Kütükler ayrıca, 'ayrıştırıcılar' adı verilen farklı türde mantar ve bakterilere de ev sahipliği yapıyor. Bu küçük organizmalar, büyük ölü ağaçları yok olana kadar parçalamaya yardımcı olurken, koşullara bağlı olarak, süreç birkaç yıldan birkaç yüzyıla uzanabiliyor. Ahşap parçalandıkça ortaya çıkan besinler ise toprağa karışıp ağaç köklerinde yaşayan mantarlar sayesinde diğer canlılar ve ağaçlar için de tüketilebilir hale geliyor. Bu mantarlar toprağın altını bir ağ gibi sarıyor ve bir ağaçtan diğer ağaca besin aktarabiliyor.

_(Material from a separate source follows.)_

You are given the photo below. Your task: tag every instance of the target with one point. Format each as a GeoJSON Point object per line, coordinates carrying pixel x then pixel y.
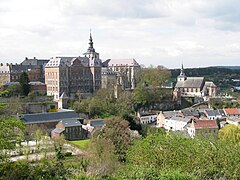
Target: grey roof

HALK SAĞLIĞINI DA ETKİLEYEBİLİYOR
Ancak bir ağaç türü ölünce yerine yeni ağaç türünün büyümesi de önemli. Ağaçların toplu halde ölmesi ve yerlerine yeni ağaçların gelmemesi, sadece doğadaki canlıları değil, insan sağlığını da etkiliyor. ABD'de yapılan bir araştırma toplu ağaç ölümlerinin yaşandığı yerlerde uzun vadede halk sağlığını etkilediğini de ortaya koyuyor.
2000'li yılların başlarında ABD'nin Michigan eyaletinde 100 milyon ağacın bir hastalık yüzünden ölmesi sonrası yıllar içinde bölge halkında alt solunum yolu ve kardiyovasküler hastalıklar nedeniyle ölümlerde bir artış gözlendi. Ağaçların havayı temizlemedeki rolü çok büyük. ABD'nin başlenti Washington D.C.'de bulunan ağaçların tamamının trafikteki 274 bin aracın yarattığı kirliliği temizlediği de araştırmalar sonucunda ortaya konuldu.